Brunetti meneó la cabeza con gesto de conmiseración; seguía sin tener ni idea de dónde desembocaría todo este caudal de información.

—Imagino que tendrá usted que hablar con ella, ¿no? —dijo el hombre—. Por lo de las llaves.

—Me temo que sí —admitió Brunetti, como si le pesara.

—Por eso debí llamarlos —dijo el hombre—. Sabía que antes o después tendrían que hablar con ella. Pero no podía hacerle eso, no podía llamarlos sin avisarla. Pero, si la avisaba, se hubiera asustado.

—Comprendo —dijo Brunetti y, por lo menos en parte, así era.

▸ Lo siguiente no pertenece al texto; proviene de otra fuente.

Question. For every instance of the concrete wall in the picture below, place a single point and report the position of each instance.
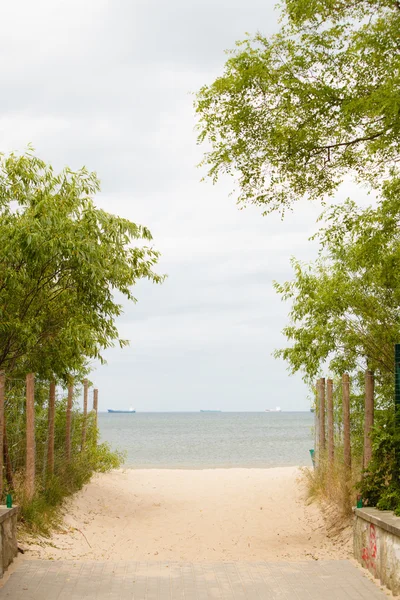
(377, 545)
(8, 537)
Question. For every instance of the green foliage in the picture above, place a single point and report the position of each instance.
(344, 317)
(344, 306)
(380, 485)
(63, 261)
(293, 113)
(42, 513)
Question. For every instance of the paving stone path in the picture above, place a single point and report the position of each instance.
(67, 580)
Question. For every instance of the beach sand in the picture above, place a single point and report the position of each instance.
(192, 515)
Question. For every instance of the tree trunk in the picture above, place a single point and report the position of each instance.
(346, 421)
(68, 424)
(50, 441)
(369, 416)
(331, 439)
(30, 436)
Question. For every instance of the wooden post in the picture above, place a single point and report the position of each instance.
(2, 394)
(6, 458)
(369, 416)
(316, 425)
(95, 406)
(322, 437)
(346, 421)
(69, 421)
(30, 437)
(50, 441)
(331, 441)
(84, 424)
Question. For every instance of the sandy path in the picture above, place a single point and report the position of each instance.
(199, 515)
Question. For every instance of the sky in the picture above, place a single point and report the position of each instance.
(109, 85)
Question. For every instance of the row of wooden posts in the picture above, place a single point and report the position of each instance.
(30, 465)
(325, 412)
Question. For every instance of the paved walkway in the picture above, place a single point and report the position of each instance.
(67, 580)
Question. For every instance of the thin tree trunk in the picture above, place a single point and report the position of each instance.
(7, 460)
(322, 435)
(2, 395)
(69, 422)
(30, 436)
(346, 421)
(331, 439)
(369, 416)
(84, 425)
(50, 442)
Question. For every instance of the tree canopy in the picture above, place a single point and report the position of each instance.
(293, 113)
(345, 305)
(62, 262)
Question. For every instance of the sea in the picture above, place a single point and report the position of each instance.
(210, 439)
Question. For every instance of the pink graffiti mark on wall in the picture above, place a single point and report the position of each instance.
(369, 553)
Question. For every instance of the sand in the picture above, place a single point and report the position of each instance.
(192, 515)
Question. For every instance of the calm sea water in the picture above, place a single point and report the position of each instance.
(207, 440)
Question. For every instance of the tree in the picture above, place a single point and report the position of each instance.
(292, 114)
(63, 261)
(345, 305)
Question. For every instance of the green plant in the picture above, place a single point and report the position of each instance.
(380, 485)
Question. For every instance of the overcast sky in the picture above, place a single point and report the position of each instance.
(109, 84)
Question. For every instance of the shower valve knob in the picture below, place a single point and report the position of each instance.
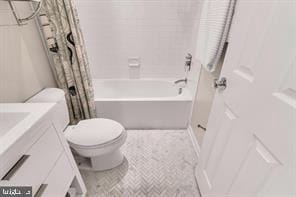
(220, 84)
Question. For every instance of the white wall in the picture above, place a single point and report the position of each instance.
(159, 32)
(24, 67)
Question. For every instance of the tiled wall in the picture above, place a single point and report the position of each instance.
(158, 32)
(24, 67)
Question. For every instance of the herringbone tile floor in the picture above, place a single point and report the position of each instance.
(159, 163)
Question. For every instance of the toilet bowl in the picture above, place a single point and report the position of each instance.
(97, 140)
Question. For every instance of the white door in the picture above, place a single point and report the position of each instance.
(250, 145)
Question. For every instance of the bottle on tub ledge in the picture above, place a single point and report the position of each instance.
(134, 65)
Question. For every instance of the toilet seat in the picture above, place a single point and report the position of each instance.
(95, 133)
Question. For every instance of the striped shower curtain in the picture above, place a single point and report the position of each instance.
(60, 24)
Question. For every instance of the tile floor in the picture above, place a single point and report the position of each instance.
(158, 163)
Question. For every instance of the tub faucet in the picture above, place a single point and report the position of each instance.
(181, 81)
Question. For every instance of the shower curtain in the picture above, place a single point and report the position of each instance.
(60, 24)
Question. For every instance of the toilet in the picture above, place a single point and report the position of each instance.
(97, 140)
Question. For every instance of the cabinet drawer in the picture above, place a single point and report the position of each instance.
(40, 159)
(59, 179)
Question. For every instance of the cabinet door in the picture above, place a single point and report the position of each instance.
(36, 163)
(59, 179)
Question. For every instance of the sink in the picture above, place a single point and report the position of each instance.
(10, 119)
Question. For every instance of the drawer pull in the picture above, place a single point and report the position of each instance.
(15, 168)
(40, 190)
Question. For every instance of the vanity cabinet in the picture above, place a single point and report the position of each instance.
(42, 160)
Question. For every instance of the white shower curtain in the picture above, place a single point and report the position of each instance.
(62, 31)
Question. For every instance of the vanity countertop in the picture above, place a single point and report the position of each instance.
(17, 118)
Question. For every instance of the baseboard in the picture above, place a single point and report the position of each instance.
(194, 141)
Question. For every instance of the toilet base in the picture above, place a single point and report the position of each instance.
(107, 161)
(102, 162)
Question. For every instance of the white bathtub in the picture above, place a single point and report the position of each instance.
(143, 104)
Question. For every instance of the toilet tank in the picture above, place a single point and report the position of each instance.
(54, 95)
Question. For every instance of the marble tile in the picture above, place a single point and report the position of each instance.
(157, 163)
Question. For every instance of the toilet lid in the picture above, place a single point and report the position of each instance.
(94, 132)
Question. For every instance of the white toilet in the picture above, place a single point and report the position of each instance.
(97, 140)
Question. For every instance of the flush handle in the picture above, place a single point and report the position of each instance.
(220, 84)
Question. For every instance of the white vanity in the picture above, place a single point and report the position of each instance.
(34, 151)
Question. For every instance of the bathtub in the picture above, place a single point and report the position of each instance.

En su trabajo, no trataba con inmigrantes ilegales, pero conocía sus problemas; sus compañeros le contaban lo que muchas de aquellas personas habían sufrido a manos no ya de la policía de su propio país sino de la de éste, al que habían escapado en busca de mejor vida. La extorsión, la violencia y la violación no cesaban en la frontera, por lo que, si esta mujer recelaba de la policía, es decir, de Brunetti, sus razones debía de tener. A pesar de todo, él debía hablar con ella. De las llaves y de la
signora
Jacobs.

—Quizá, si usted me acompaña, resulte más fácil —sugirió Brunetti—. ¿Vive cerca?

—Por aquí he de tener la dirección —dijo el hombre, inclinándose para abrir un cajón bajo. Sacó una delgada carpeta y, después de humedecerse un dedo con la lengua, empezó a pasar hojas. En la séptima encontró lo que buscaba—: Aquí está. San Polo, 2365. Cae por
campo
San Stin. —Miró a Brunetti ladeando la cabeza en muda interrogación.